IRFR-Net: Interactive Recursive Feature-Reshaping Network for Detecting Salient Objects in RGB-D Images

IEEE Trans Neural Netw Learn Syst. 2021 Aug 20:PP. doi: 10.1109/TNNLS.2021.3105484. Online ahead of print.

Abstract

Using attention mechanisms in saliency detection networks enables effective feature extraction, and using linear methods can promote proper feature fusion, as verified in numerous existing models. Current networks usually combine depth maps with red-green-blue (RGB) images for salient object detection (SOD). However, fully leveraging depth information complementary to RGB information by accurately highlighting salient objects deserves further study. We combine a gated attention mechanism and a linear fusion method to construct a dual-stream interactive recursive feature-reshaping network (IRFR-Net).
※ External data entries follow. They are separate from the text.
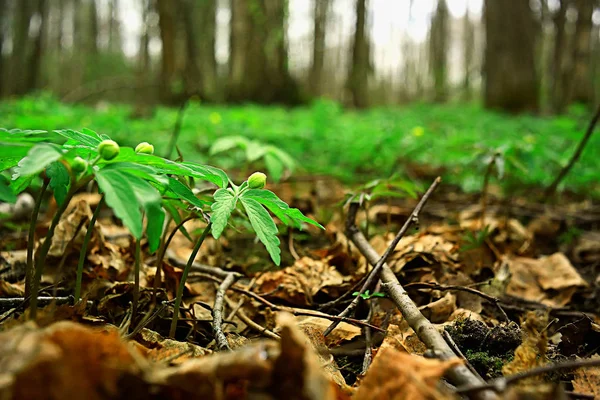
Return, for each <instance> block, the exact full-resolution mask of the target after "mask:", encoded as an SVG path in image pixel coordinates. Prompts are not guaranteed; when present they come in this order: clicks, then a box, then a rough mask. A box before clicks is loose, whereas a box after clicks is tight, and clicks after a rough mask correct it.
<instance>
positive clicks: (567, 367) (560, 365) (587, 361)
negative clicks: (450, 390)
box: [456, 358, 600, 394]
mask: <svg viewBox="0 0 600 400" xmlns="http://www.w3.org/2000/svg"><path fill="white" fill-rule="evenodd" d="M598 366H600V358H589V359H586V360H576V361H565V362H561V363H556V364H549V365H543V366H541V367H537V368H533V369H530V370H529V371H524V372H519V373H516V374H513V375H509V376H504V377H501V378H497V379H494V380H493V381H491V382H488V383H483V384H478V385H471V386H463V387H458V388H457V389H456V391H457V393H460V394H471V393H476V392H479V391H482V390H493V391H496V392H503V391H504V390H505V389H506V388H507V387H508V386H509V385H511V384H513V383H515V382H518V381H520V380H522V379H526V378H531V377H532V376H538V375H543V374H545V373H547V372H555V371H561V370H564V369H575V368H586V367H598Z"/></svg>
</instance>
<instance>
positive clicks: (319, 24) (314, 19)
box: [309, 0, 331, 97]
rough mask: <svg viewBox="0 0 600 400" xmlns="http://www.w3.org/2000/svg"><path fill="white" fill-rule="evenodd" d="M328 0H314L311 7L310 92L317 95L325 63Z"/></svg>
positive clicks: (319, 93)
mask: <svg viewBox="0 0 600 400" xmlns="http://www.w3.org/2000/svg"><path fill="white" fill-rule="evenodd" d="M330 7H331V1H330V0H320V1H319V0H315V4H314V7H313V49H312V50H313V51H312V62H311V67H310V75H309V85H310V93H311V95H312V96H314V97H318V96H320V95H321V94H322V93H323V90H322V86H323V65H324V64H325V28H326V23H327V15H328V14H329V9H330Z"/></svg>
The streams for RGB and depth data communicate through a backbone encoder to thoroughly extract complementary information. First, we design a context extraction module (CEM) to obtain low-level depth foreground information. Subsequently, the gated attention fusion module (GAFM) is applied to the RGB depth (RGB-D) information to obtain advantageous structural and spatial fusion features. Then, adjacent depth information is globally integrated to obtain complementary context features. We also introduce a weighted atrous spatial pyramid pooling (WASPP) module to extract the multiscale local information of depth features. Finally, global and local features are fused in a bottom-up scheme to effectively highlight salient objects. Comprehensive experiments on eight representative datasets demonstrate that the proposed IRFR-Net outperforms 11 state-of-the-art (SOTA) RGB-D approaches in various evaluation indicators.